On a sûrement déjà entendu un souverain dire « ma seule ennemie, c’est la faim». Oui, comme tous les pays sur cette planète bleue, Madagascar a connu la faim. Mais, cette faim semble chronique, pendant que ses voisins atteignent leur autosuffisance alimentaire.
La Grande-Ile est toujours affamée. La preuve, l’alarme du ventre. Ce son vide criant à l’aide à l’Etat ! Cette résonance étrange, qui, à la fois oblige à faire ce qui est inimaginable. Comme disait un proverbe, la faim fait sortir le loup de sa forêt ! Elle est l’amie de la paresse, « lorsqu’on a faim, on n’est pas capable de produire. Ainsi, la machine économique décélère ». À la deuxième moitié du XVIIIe siècle, l’Imerina a connu une crise alimentaire. La raison pour laquelle Andrianampoinimerina aménage la plaine de Betsimitatatra. Effectivement, la force vient de la nourriture. L’Imerina doit s’autosuffir sur le plan alimentaire, afin qu’il puisse travailler. Suite logique, l’économie bat son plein.
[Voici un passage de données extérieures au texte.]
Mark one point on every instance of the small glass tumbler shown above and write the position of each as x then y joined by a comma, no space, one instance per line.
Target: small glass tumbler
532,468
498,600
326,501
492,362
Dans la partie Sud de Madagascar, cette zone semi-aride, où le soleil tape fort. L’eau, cet or bleu, se faisait rare depuis toujours. Les historiens racontent que le mosary a été signalé bien avant le XIXème siècle. Le kere ne date pas d’aujourd’hui. Et jusqu’ici, il n’y a pas de solution durable. Une partie du pays a vécu plus de deux siècles de famine… Il s’avère que la volonté politique manque aux dirigeants.
Le royaume sakalava, bien qu’il ait connu une économie florissante, voit sa population traverser une crise lors des guerres intestines entre les prétendants au trône. La crise engendre une disette, le début de l’affaiblissement de la royauté. Certes, il y avait une relation commerciale avec les européens, cependant, la prospérité décline peu à peu. À l’Est, les Betsimisaraka savent ce qu’est la faim.
D’après l’historien Alex Randriamahefa, « les razzias qu’ont effectuées les Betsimisaraka et les Sakalava aux Comores aux XVIIIème siècle avaient une conséquence économique. Des milliers d’hommes ont été mobilisés. Alors, résultat, manque de main d’œuvre ! Suite logique, le peuple est affamé. Peu de mains cultivent les terrains ! ». En outre, les festivités après la récolte, avec les gaspillages, favorisent entre autres une crise alimentaire dans cette partie orientale de la Grande-Ile.
Le Nord-Ouest, la partie septentrionale, sont des régions gâtées par la nature. Tantôt humide, tantôt chaud, le climat de ces contrées est le fief de l’élevage bovin et caprin. De Bobaomby, jusqu’à Analalava en passant par Ambanja, la vie pastorale, la cueillette, la chasse, l’agriculture demeurent des activités les plus pratiquées. Pourtant, la population n’est guère rassasiée. À part l’abus des rois et roitelets qui amassent les récoltes, certains rites et traditions freinent le développement dans le royaume. Les sacrifices de milliers de bœufs et les festivals de temps à autre vident les greniers. La terre est arrosée par le sang des zébus, les repas copieux qui ne prévoient pas les lendemains sont les causes des périodes périlleuses.
La résistance à l’installation française à la fin du XIXème siècle a également chamboulé l’économie du pays. Le Royaume de Madagascar dirigé par Rainilaiarivony est exsangue. Dès lors, le gargouillement de ventre s’entend. La crise des années 30 a eu une lourde répercussion dans les colonies à Madagascar. Elle s’accentue dans les années 40 avec les efforts de guerres, les marchés noirs. Après la fin du Second Conflit mondial, Madagascar au bout de force fait face à une insurrection en 1947. Une lourde peine, l’administration punit les malgaches. Des insurgés et leurs familles s’exilent au fond des forêts. Il a fallu attendre la première moitié des années cinquante pour que la population prenne une certaine ascension. La faim a marqué les périodes à Madagascar, entre sécheresse et cyclone, la Grande Ile est boulimique, mais les nourritures ne sont pas au rendez-vous.
« Jamais les malgaches n’ont eu un estomac repu dans leur histoire. Que la crise. Nous nous plaignons toujours. Je ne suis pas venu pour critiquer, non, pas du tout. Mais, j’ai une constatation. Premièrement nos pratiques, nos traditions nous obligent d’une certaine manière à être des gaspilleurs. Remarquez que partout à Madagascar, les peuples dépensent beaucoup lors des tsaboraha, tsakafara, jôro, famadihana. Alors, nous vidons nos poches pour acheter des choses exorbitantes, éphémères ! Après la fête, le retour à la vie normale, sans argent, parce qu’on n’a rien mis de côté », s’explique Dimby Jaomeva, un anthropologue spécialiste au développement.